Les hétérosexuels songent rarement à se faire dépister. Les médecins, eux-mêmes, n’y pensent pas, puisqu’ils ne font pas partie des catégories jugées à risque. Embarrassés à l’égard des adultes, ils font parfois subir un test sans en avertir le patient. Qui peut se laisser surprendre par un test positif… Car qu’y a-t-il de plus secret que le comportement sexuel ? interroge le Pr Nathan Clumeck, chef du service des maladies infectieuses à Saint-Pierre (Bruxelles). « Votre fille peut sortir avec un monsieur très bien sous tous rapport, mais qui a un petit ami masculin qu’il rencontre à son insu… »

Soraya Ghali

Les chiffres


En 2009, 1 115 personnes ont été diagnostiquées en Belgique. Soit 3 nouveaux cas chaque jour. Ce chiffre dépasse celui de 1992, lorsque ce virus faisait la Une de l’actualité.

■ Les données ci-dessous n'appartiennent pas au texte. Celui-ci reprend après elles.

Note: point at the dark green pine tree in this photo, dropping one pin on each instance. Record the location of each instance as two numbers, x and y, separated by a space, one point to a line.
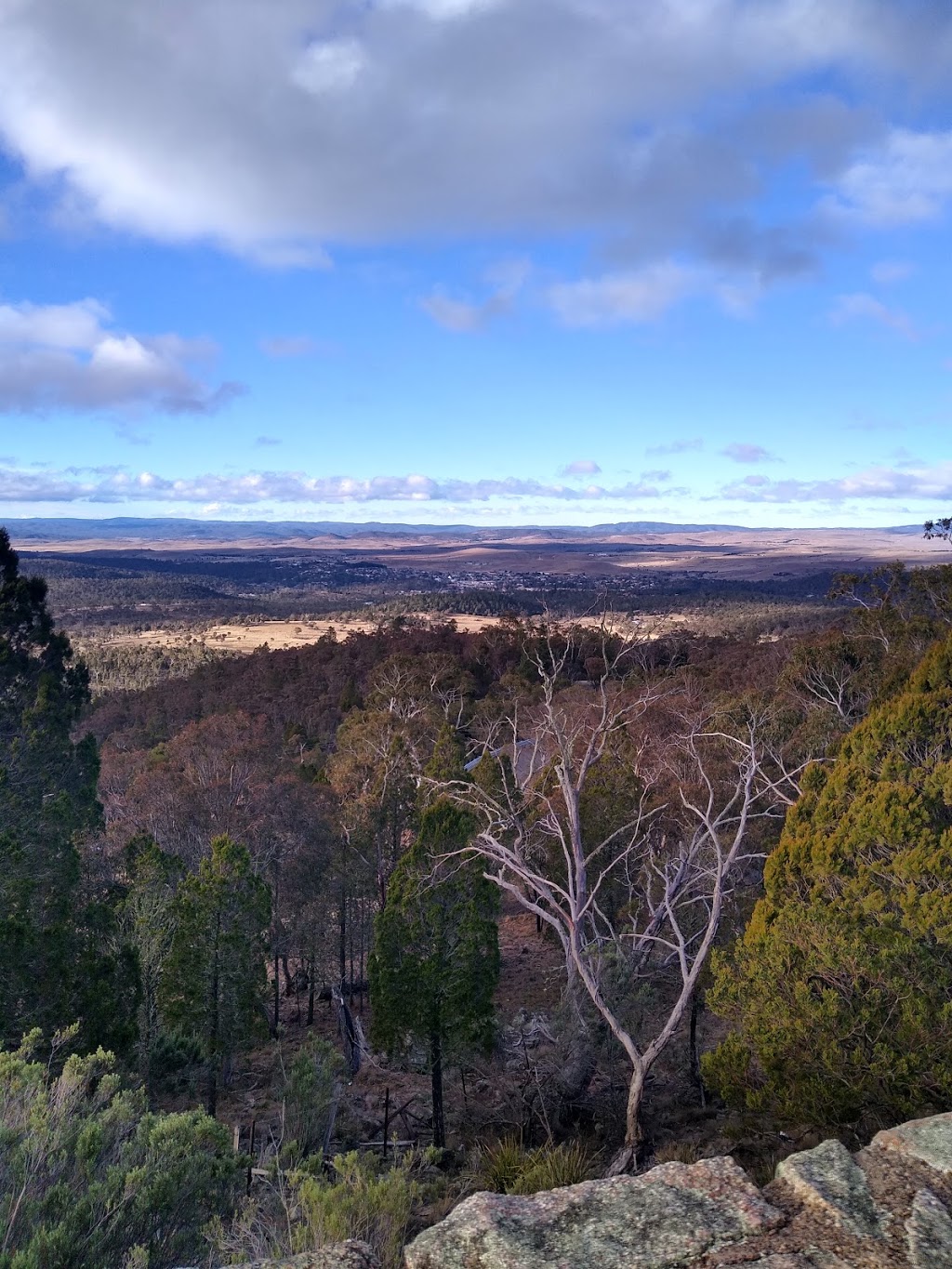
214 979
435 958
55 934
840 989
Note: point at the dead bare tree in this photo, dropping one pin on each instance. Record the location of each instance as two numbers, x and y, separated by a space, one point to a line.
642 901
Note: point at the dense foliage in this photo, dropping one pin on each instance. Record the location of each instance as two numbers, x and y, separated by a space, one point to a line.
841 986
55 929
435 956
87 1178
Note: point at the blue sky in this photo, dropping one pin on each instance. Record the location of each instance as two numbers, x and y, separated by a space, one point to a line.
476 260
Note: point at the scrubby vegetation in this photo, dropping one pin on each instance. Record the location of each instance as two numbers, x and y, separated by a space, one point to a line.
420 911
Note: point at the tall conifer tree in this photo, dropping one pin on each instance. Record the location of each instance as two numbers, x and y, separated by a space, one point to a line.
435 958
55 938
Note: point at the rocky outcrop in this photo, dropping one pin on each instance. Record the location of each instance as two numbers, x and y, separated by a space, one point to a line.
888 1207
670 1216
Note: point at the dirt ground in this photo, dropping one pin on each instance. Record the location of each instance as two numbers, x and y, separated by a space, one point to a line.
238 637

On estime à 11 000 le nombre de personnes sous traitement en Belgique, dont 1 593 ont développé la maladie.

Le contact hétérosexuel reste la première cause d’infection (50 % en 2009), mais la contamination homosexuelle est en hausse : de 23 % en 2002, il grimpe à 46 % en 2009.

Les groupes d’âge les plus représentés sont les 30-34 ans chez les hommes, les 25-29 ans, chez les femmes.

Depuis le début de l’épidémie, 2009 est le pic de la contamination.

Le nombre de dépistages tardifs est en baisse. En 1997, il se chiffrait à 40 %, en 2009, à 24 %. Signe qu’on recourt sans doute plus tôt au test.